Surprise Discovery Has Big Antibacterial Potential
A groundbreaking study reveals a new regulatory mechanism in phage proteins, opening new avenues for understanding bacterial defense mechanisms and developing phage-based therapies.
A surprising discovery has facilitated significant advancements in combating dangerous bacteria. An international group of scientists, led by Professor Peter Fineran from the University of Otago, studied a specific protein employed by phages, which are viruses that infect bacteria.
Research into this microscopic arms race between bacteria and phages is important as it can lead to alternatives to antibiotics. Published in the prestigious international journal Nature, the study analyzed a protein phages use when deploying anti-CRISPR, their method of blocking the CRISPR–Cas immune system of bacteria.
Lead author Dr Nils Birkholz, of Otago’s Department of Microbiology and Immunology, says understanding how phages interact with bacteria is an important step on the path to using phages against bacterial pathogens in human health or agriculture.
“Specifically, we need to know about the defense mechanisms, such as CRISPR, that bacteria use to protect themselves against phage infection, not unlike how we use our body’s immune system against viruses, and how phages can counteract these defenses.
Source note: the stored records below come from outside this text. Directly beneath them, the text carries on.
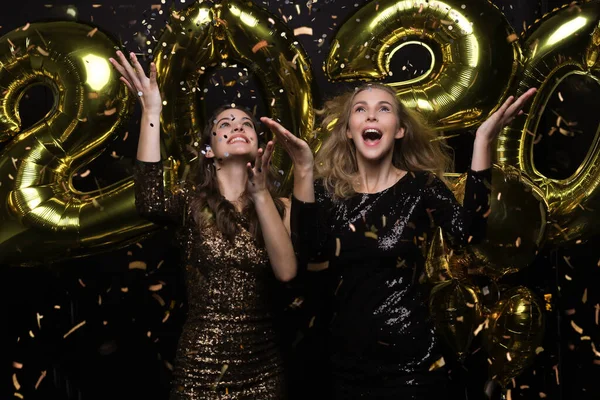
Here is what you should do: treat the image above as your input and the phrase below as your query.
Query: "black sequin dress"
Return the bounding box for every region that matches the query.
[134,161,286,400]
[291,169,491,400]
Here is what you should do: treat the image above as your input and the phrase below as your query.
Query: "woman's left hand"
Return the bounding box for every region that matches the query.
[246,141,275,196]
[475,88,537,143]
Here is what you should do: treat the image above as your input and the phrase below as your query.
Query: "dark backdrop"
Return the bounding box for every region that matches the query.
[0,0,600,400]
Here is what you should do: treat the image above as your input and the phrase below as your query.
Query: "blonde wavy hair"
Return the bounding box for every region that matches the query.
[315,83,453,199]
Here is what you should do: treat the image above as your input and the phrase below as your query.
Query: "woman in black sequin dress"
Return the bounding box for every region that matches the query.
[263,85,534,400]
[110,52,296,400]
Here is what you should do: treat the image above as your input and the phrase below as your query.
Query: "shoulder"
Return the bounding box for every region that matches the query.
[277,197,292,210]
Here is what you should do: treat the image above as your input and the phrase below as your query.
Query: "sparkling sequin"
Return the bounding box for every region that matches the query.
[292,170,491,399]
[134,161,286,400]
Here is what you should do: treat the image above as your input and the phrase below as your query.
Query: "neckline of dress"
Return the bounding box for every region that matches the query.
[356,171,410,196]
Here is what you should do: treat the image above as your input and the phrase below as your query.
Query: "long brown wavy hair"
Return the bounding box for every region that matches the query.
[190,106,285,244]
[315,83,453,198]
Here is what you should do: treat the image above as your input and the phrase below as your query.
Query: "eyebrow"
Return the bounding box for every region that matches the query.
[352,100,392,107]
[215,117,252,125]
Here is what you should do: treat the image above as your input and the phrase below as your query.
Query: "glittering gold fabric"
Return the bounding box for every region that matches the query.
[134,161,286,400]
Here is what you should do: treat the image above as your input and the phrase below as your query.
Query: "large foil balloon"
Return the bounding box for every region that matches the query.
[454,164,548,279]
[0,22,145,265]
[325,0,519,130]
[484,286,544,387]
[155,0,314,188]
[497,1,600,244]
[429,279,482,361]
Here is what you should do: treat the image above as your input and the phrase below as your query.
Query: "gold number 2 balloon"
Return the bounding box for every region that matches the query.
[497,2,600,244]
[0,22,144,265]
[325,0,518,130]
[155,0,314,190]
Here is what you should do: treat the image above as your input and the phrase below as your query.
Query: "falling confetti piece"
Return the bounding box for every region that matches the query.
[571,320,583,335]
[252,40,269,53]
[365,232,378,240]
[129,261,147,270]
[294,26,312,36]
[506,33,519,43]
[35,370,46,390]
[37,46,50,56]
[63,321,86,339]
[148,283,162,292]
[13,373,21,390]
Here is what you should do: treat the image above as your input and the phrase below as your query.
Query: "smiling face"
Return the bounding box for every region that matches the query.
[206,108,258,161]
[346,88,404,161]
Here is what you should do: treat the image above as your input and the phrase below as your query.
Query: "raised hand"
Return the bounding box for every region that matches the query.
[475,88,537,142]
[108,51,162,113]
[260,117,314,171]
[246,141,275,196]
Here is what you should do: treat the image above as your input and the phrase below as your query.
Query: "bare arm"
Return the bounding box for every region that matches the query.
[260,117,315,203]
[247,142,298,282]
[471,88,536,171]
[109,51,162,162]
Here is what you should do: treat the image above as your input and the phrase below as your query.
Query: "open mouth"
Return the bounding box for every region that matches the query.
[362,128,383,146]
[227,135,250,144]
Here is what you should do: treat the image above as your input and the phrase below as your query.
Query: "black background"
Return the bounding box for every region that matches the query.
[0,0,600,400]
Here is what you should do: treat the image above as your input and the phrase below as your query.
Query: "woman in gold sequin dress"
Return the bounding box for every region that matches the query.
[110,52,296,400]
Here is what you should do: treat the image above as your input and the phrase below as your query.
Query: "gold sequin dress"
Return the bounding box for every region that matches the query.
[134,160,286,400]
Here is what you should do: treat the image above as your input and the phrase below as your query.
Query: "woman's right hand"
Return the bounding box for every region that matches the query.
[108,51,162,114]
[260,117,314,172]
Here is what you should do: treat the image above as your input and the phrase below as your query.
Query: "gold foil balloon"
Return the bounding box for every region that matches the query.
[497,1,600,244]
[155,0,314,191]
[484,286,544,387]
[454,164,548,279]
[429,279,482,361]
[325,0,519,130]
[0,22,157,265]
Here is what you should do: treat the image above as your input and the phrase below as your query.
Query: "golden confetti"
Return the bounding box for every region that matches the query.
[252,40,269,53]
[63,321,85,339]
[37,46,50,56]
[294,26,312,36]
[13,373,21,390]
[35,370,46,390]
[148,283,162,292]
[429,357,446,371]
[129,261,147,270]
[571,320,583,335]
[506,33,519,43]
[365,232,377,240]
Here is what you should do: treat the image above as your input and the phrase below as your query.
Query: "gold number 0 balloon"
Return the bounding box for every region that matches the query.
[0,22,141,265]
[155,0,314,187]
[497,2,600,244]
[325,0,518,129]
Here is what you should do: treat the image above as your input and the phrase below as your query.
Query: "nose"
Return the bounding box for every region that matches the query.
[367,110,377,121]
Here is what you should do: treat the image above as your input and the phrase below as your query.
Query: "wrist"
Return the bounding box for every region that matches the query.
[473,136,494,149]
[250,188,271,204]
[142,108,162,119]
[294,163,313,179]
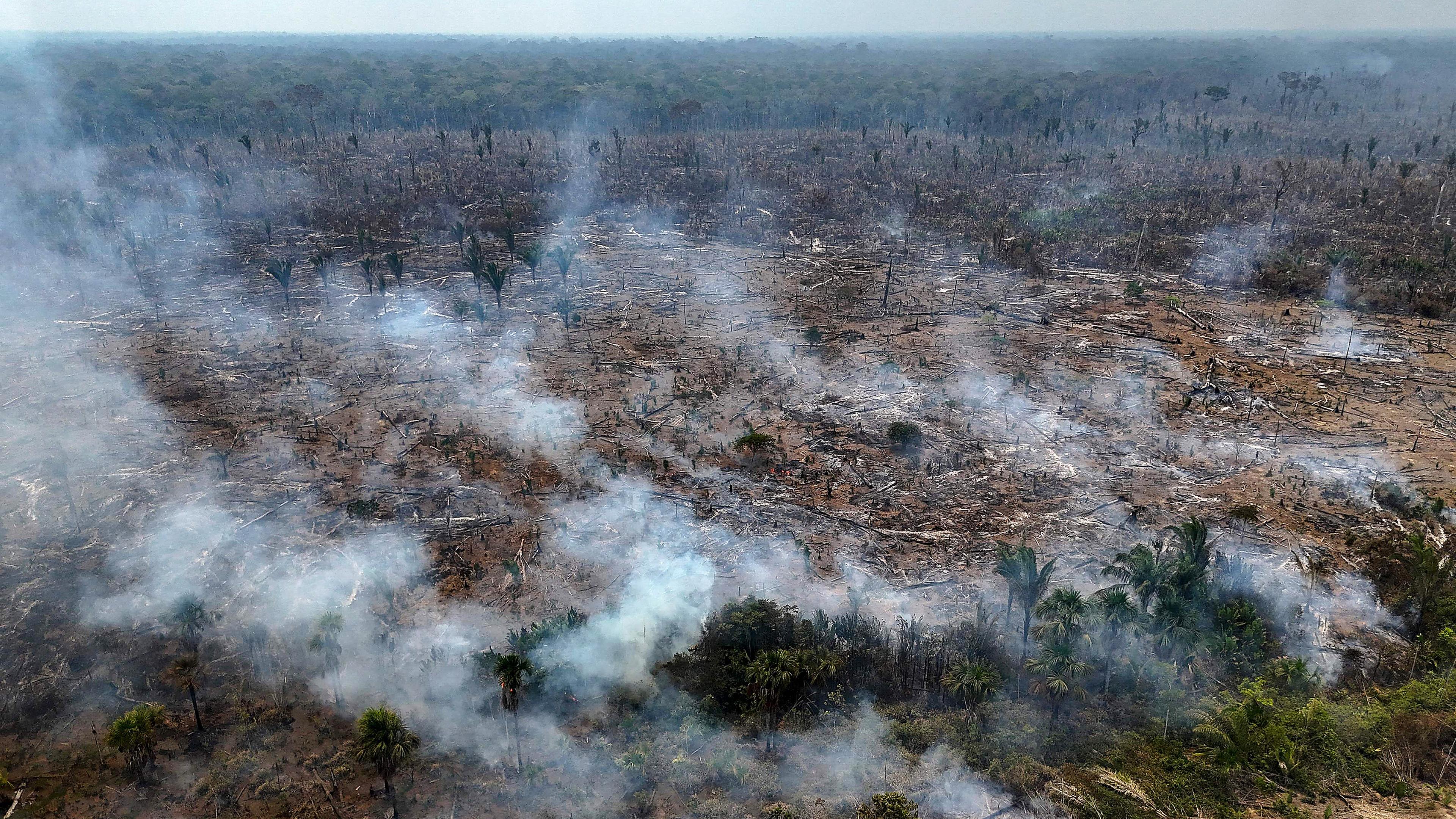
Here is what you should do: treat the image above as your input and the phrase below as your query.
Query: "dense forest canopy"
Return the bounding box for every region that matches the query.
[20,36,1453,141]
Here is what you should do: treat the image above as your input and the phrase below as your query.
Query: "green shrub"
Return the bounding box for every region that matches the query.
[885,421,923,449]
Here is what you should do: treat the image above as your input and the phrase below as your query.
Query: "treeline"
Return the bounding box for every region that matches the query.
[665,511,1456,816]
[20,36,1451,143]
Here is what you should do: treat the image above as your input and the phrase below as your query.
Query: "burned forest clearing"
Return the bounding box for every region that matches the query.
[0,39,1456,819]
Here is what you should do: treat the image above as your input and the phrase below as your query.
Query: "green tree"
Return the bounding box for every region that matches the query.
[1094,587,1142,693]
[517,245,541,281]
[168,595,218,654]
[855,791,920,819]
[309,245,333,299]
[492,653,536,774]
[546,245,577,284]
[1401,532,1456,634]
[1026,643,1092,720]
[1102,544,1168,610]
[1031,586,1089,643]
[384,251,405,283]
[105,703,166,780]
[485,262,505,312]
[354,705,419,819]
[941,660,1002,726]
[165,654,202,733]
[1015,546,1057,663]
[309,612,344,708]
[264,256,293,309]
[745,648,799,753]
[464,236,486,296]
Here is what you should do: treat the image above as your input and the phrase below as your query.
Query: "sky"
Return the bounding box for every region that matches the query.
[0,0,1456,36]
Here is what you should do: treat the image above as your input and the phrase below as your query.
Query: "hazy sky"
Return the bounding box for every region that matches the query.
[0,0,1456,35]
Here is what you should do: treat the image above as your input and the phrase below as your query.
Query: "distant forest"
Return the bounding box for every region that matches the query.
[10,36,1456,147]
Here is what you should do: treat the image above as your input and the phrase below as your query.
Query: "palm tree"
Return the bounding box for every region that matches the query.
[1165,517,1213,599]
[1153,593,1200,657]
[309,245,333,299]
[464,236,485,296]
[309,612,344,708]
[941,660,1002,726]
[1015,546,1057,662]
[548,245,577,284]
[1026,643,1092,720]
[494,653,536,774]
[485,262,505,312]
[384,251,405,283]
[1401,532,1456,634]
[105,703,166,780]
[354,705,419,819]
[1031,586,1087,643]
[359,256,383,293]
[517,245,541,281]
[168,595,217,654]
[166,654,202,733]
[1094,587,1142,695]
[264,256,293,309]
[996,541,1026,625]
[747,648,799,753]
[1102,544,1168,610]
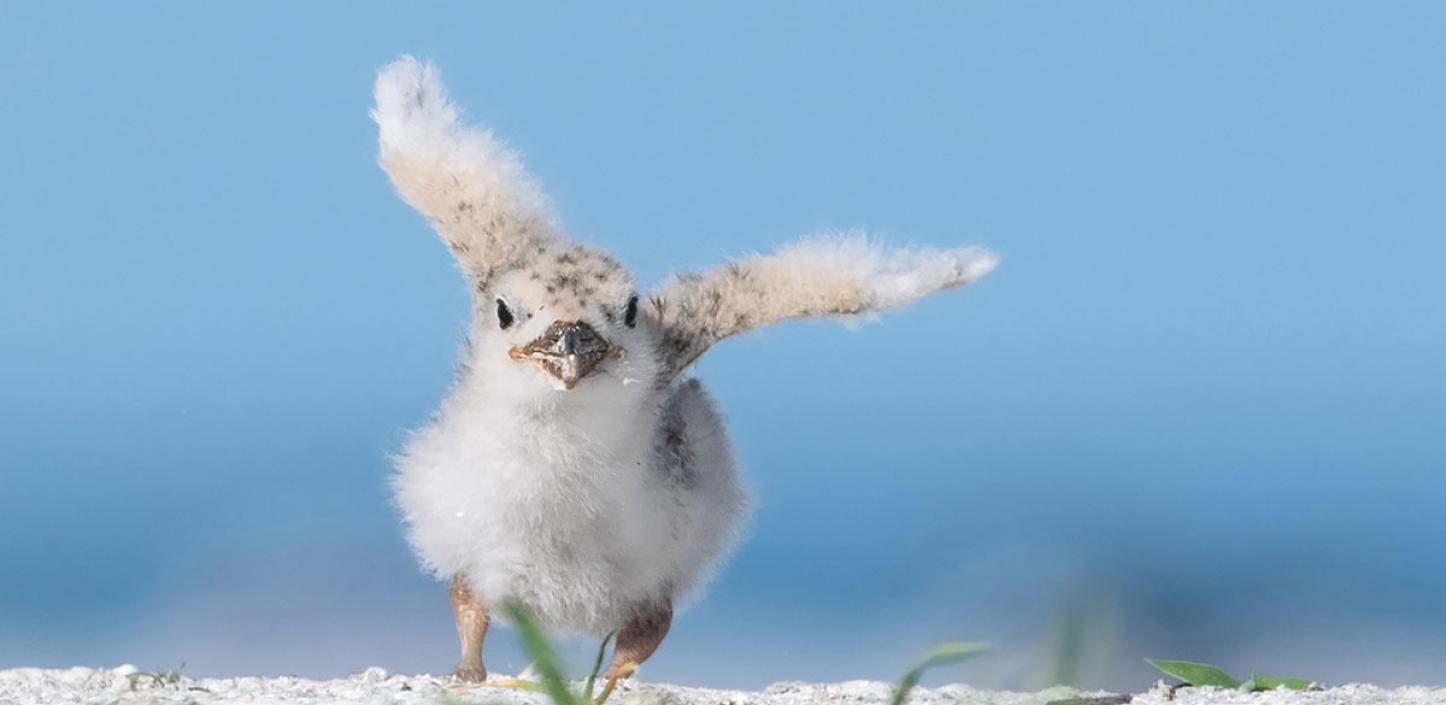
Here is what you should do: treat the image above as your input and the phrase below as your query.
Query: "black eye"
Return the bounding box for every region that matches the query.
[497,299,512,328]
[623,296,638,328]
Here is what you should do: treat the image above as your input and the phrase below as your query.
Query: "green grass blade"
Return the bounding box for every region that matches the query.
[1145,659,1241,689]
[889,641,989,705]
[583,630,617,702]
[502,600,583,705]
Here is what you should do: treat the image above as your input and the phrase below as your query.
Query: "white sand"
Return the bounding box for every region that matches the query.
[0,666,1446,705]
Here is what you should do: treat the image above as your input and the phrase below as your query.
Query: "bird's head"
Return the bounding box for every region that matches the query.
[473,244,655,393]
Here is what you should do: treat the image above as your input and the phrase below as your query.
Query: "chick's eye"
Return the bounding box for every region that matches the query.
[623,296,638,328]
[497,299,512,329]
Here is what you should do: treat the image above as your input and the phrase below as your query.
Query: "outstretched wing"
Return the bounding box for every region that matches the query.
[649,237,999,379]
[372,56,561,287]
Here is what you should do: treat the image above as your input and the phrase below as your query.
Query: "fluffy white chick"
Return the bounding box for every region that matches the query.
[372,56,996,680]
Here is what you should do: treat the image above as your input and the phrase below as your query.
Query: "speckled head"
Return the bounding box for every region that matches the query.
[479,244,651,390]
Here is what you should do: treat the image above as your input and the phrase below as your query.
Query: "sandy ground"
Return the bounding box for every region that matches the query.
[0,666,1446,705]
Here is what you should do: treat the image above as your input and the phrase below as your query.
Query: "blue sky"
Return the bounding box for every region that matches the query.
[0,3,1446,688]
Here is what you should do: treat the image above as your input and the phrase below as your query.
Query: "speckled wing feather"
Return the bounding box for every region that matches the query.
[649,235,999,380]
[372,56,562,289]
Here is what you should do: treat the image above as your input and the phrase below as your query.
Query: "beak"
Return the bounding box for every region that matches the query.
[508,321,622,389]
For example, if we know how phages kill a specific bacterium, this helps identify appropriate phages to use as antimicrobials. More specifically, it is important to understand how phages control their counter-defense arsenal, including anti-CRISPR, upon infection – we must understand how phages regulate the expression of genes that are useful in their battle against bacteria,” he says.
Discovery of a Versatile Protein Domain
The research revealed just how carefully phages need to deploy their anti-CRISPRs.
“We already knew that a particular phage protein has a part, or domain, that is very common in many proteins involved in gene regulation; this helix–turn–helix (HTH) domain is known to be able to bind DNA sequences specifically, and depending on the context, can turn a gene on or off. What we found is the HTH domain of this protein is much more versatile and exhibits a regulatory mode that was previously unknown. It can use this domain to not only bind DNA, but also its RNA transcript, the molecule that acts as a mediator between the DNA sequence and the anti-CRISPR encoded in it. Because this protein is involved in regulating the production of an anti-CRISPR, it means this regulation has additional layers– it happens not only through the DNA binding mechanism, but also through the new mechanism we discovered of binding the messenger RNA.”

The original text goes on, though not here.